Industrial margin: The industrial margin is defined as the difference between revenue and cost of sales (i.e. after allocation of industrial variable costs and industrial fixed costs), before depreciation.

Lease debt is defined as the present value of unavoidable future lease payments.

Net debt: Consolidated net debt (or “net financial debt”) is defined as bank loans and other borrowings plus overdrafts and other short-term borrowings minus cash and cash equivalents plus the fair value of the cross-currency swaps related to the EUR/USD hedging of the principal of the $820 million 7.5% senior notes. Net debt excludes lease debt.

Net working capital requirement is defined as working capital requirement net of provisions for inventories and trade receivables; net working capital requirement days are computed on an annualized quarterly sales basis.

Non-cash adjustments to net debt includes non-cash foreign exchange impacts on debt balances, IFRS-defined fair value adjustments on debt balances, and other non-cash items.

Non-cash items in EBITDA includes provisions and other non-cash items in EBITDA.

Operating working capital requirement includes working capital requirement as well as other receivables and payables.

Restructuring charges and non-recurring items consists primarily of the cash costs of executing the New Vallourec plan, including severance costs and other facility closure costs.
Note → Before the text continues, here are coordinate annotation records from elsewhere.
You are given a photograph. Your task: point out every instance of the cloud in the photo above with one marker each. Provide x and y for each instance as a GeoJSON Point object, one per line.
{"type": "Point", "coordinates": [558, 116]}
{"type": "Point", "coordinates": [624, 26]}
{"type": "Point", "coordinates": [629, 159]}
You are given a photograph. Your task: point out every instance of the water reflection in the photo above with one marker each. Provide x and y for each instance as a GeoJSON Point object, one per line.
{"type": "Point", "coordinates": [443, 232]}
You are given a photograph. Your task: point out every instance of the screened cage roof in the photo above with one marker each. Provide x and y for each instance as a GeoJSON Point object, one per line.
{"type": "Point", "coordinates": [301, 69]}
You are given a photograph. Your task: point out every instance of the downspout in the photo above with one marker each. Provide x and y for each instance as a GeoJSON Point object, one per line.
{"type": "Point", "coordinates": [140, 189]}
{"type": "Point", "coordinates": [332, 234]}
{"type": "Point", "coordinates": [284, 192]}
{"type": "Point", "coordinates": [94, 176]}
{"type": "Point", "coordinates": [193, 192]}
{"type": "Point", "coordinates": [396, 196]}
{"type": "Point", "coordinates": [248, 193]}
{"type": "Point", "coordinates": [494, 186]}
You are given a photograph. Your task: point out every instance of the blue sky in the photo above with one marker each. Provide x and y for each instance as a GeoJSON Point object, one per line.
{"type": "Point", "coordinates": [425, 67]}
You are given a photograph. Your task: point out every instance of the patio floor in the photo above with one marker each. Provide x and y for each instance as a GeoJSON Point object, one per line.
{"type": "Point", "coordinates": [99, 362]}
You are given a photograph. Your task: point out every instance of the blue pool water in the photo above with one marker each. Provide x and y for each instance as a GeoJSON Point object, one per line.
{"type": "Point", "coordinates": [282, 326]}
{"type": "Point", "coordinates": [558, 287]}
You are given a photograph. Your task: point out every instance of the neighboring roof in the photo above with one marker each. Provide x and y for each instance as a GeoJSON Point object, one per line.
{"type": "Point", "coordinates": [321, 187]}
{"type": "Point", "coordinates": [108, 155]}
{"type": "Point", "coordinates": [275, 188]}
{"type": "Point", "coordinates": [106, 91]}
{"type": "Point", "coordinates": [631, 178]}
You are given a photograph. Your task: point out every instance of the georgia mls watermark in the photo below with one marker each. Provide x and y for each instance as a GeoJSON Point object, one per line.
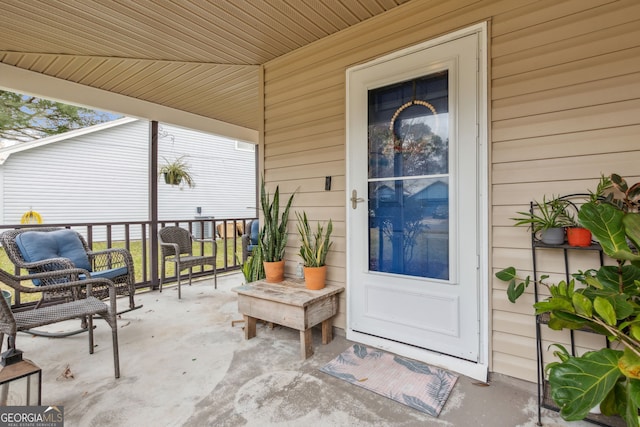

Total cash generation is defined as adjusted free cash flow +/- restructuring charges and non-recurring items and asset disposals & other cash items. It corresponds to net cash used in operating activities +/- gross capital expenditure and asset disposals & other cash items.

Working capital requirement is defined as trade receivables plus inventories minus trade payables (excluding provisions).


a Vallourec's dividend policy would in any event be conditional upon the Board's decision taking into account Vallourec's results, its financial position including the deleveraging target and the potential restrictions applicable to the payment of dividends. Dividends and share repurchases would also be subject to shareholders' approval.
b In all cases, total cash generation and net debt guidance excludes the potential positive impact of major asset sales. See further details regarding the third quarter and full year 2024 outlook at the end of this press release.
c The Barreiro Plug rolling mill has annual capacity of 150kt.
d The cost reduction target measured relative to the 2023 baseline, while volume upside is measured relative to H1 24 volumes.
e Vallourec's dividend policy would in any event be conditional upon the Board's decision taking into account Vallourec's results, its financial position including the deleveraging target and the potential restrictions applicable to the payment of dividends. Dividends and share repurchases would also be subject to shareholders' approval.
f Vallourec entered into 4-year cross-currency swaps (CCS) to hedge the EUR/USD currency exposure related to its USD 2032 Senior Notes. The fair value of the CCS related to the EUR/USD hedging of the principal of the notes is consequently included in the net debt definition.
g As of June 30, 2024, the borrowing base for this facility was approximately $253 million, and $9 million in letters of credit and other commitments were issued.
h In all cases, total cash generation and net debt guidance excludes the potential positive impact of major asset sales.
i Assumes iron ore prices around the current level (as of July 26, 2024).
j The majority of such proceeds are expected to be recorded in “asset disposals and other cash items.”